Helping NC Communities Build Better Resiliency Against Extreme Weather
North Carolina State University will lead a multi-institutional effort to develop climate resilience solutions in frontline communities in the Carolinas, thanks to a five-year, $5 million grant from the National Oceanic and Atmospheric Administration (NOAA). Frontline communities refer to communities who experience the first and worst impacts of the climate crisis.
The team, which includes researchers from NC State, North Carolina Central University, UNC-Chapel Hill, the Museum of Life and Science, Furman University and South Carolina State University, is tasked with building community partnerships to advance climate resilience and health equity in the region.
“Extreme weather and climate events like heat waves and hurricanes impact every community, but not all communities are affected equally,” says Kathie Dello, director of the State Climate Office and primary investigator on the project. “Underserved communities disproportionately feel the impacts of these events. We need to co-develop solutions with communities to protect the health and well-being of Carolinians from climate-driven disasters.”
By partnering with local communities and conducting place-based research, the team will look at how co-occurring and consecutive hazards – such as poor infrastructure and repeated climate events such as flooding – within a larger framework of historical discrimination, disinvestment and health inequities, shape climate risk.

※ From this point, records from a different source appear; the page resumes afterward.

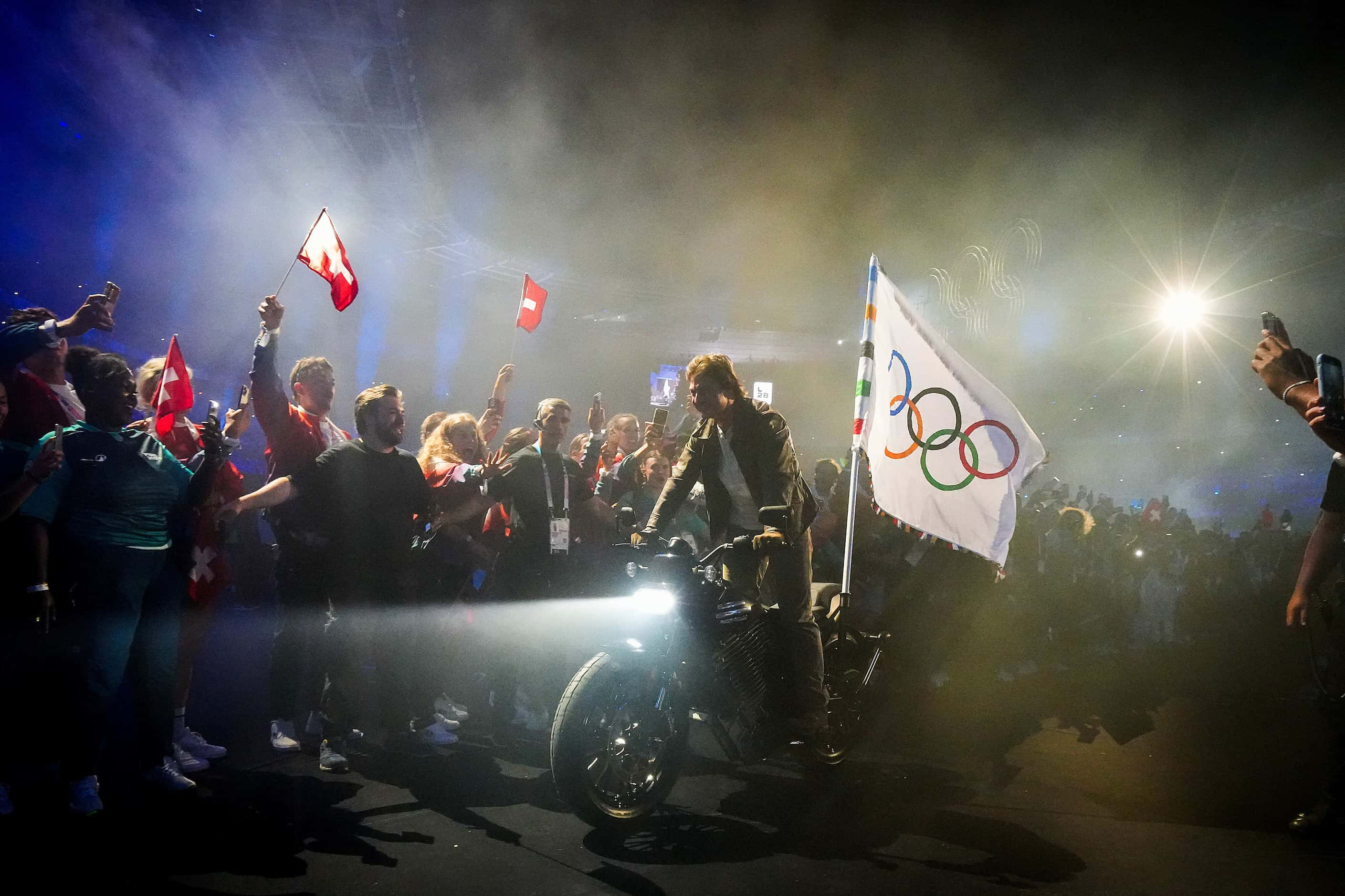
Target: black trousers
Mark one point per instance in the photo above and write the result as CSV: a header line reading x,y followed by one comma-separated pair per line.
x,y
520,654
126,625
296,669
390,633
788,576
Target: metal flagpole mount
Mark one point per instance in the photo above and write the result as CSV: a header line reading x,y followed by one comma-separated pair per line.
x,y
862,409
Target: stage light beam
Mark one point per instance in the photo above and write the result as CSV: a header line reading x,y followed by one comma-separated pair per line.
x,y
1183,311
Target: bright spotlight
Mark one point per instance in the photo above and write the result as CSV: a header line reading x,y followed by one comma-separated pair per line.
x,y
651,601
1181,310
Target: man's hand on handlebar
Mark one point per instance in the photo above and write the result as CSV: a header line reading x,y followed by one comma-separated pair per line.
x,y
768,540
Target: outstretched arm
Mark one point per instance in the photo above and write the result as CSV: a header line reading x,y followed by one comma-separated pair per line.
x,y
1324,551
268,392
277,491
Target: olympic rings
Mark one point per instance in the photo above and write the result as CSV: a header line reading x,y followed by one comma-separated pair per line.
x,y
907,368
951,434
966,442
915,428
919,426
972,469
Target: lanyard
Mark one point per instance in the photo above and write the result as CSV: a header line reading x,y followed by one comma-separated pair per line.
x,y
546,483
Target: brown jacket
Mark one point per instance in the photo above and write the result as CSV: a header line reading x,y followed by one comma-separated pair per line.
x,y
760,442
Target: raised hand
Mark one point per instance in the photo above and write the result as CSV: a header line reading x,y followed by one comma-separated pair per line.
x,y
1280,365
237,422
497,463
271,313
48,462
1296,613
504,380
229,511
92,315
598,417
213,440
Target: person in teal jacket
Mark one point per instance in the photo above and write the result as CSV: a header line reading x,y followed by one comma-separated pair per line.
x,y
104,525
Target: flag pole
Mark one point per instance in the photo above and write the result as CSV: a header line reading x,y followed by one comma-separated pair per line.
x,y
862,411
295,260
522,294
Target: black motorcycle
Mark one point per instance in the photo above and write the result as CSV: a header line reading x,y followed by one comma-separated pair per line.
x,y
619,739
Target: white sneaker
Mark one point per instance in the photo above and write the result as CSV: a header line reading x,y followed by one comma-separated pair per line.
x,y
186,762
283,736
438,735
197,746
448,709
168,777
84,797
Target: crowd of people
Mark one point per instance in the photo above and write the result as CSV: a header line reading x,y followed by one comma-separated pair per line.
x,y
119,528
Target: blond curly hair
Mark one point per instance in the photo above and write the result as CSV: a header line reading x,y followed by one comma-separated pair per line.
x,y
440,447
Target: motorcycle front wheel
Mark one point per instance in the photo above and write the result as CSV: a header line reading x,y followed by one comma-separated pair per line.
x,y
617,749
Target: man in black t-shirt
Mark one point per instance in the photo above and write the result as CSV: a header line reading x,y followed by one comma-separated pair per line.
x,y
368,496
533,563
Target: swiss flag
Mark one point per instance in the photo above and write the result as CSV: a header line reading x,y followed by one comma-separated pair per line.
x,y
174,393
530,306
1153,513
326,256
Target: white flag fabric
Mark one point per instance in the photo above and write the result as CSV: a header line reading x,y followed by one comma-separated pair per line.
x,y
947,451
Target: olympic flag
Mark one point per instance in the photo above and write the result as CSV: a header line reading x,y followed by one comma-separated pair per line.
x,y
947,451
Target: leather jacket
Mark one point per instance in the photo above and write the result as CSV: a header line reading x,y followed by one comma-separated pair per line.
x,y
760,442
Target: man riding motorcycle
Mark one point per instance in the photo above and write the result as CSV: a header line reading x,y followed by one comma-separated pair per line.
x,y
743,454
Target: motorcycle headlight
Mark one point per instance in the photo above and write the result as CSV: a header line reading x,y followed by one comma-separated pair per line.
x,y
653,601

“Resilience happens at the local level, but communities need help turning data into action,” says Jennifer Runkle, research scholar at the N.C. Institute for Climate Studies and co-PI on the project. “We will first listen to communities as they describe their climate concerns, which may not be neatly untangled from other challenges. It’s an exciting and critical time to rethink local resilience by elevating the voices of our most underserved residents to ensure the health and well-being of all North Carolinians.”
In addition to developing strategies for community resilience, the team will also focus on building community-level climate literacy by implementing community-sciences programs to track physical and social science metrics.
“The experiences of underserved communities at the start of the climate crisis will be reproduced in every Carolina community as climate change impacts become more widespread,” says Louie Rivers, associate professor of forestry and environmental research at NC State and co-PI on the project.
“Climate change is happening now, and we can see the effects,” Dello says. “By working with individual communities to create climate resilience solutions from the bottom up, we hope to provide a transferrable, national model that will protect the most vulnerable in every community from climate-driven impacts.”
The grant is administered by NOAA’s Regional Integrated Sciences and Assessment program, which supports research teams that help expand and build the nation’s capacity to prepare for and adapt to climate variability and change.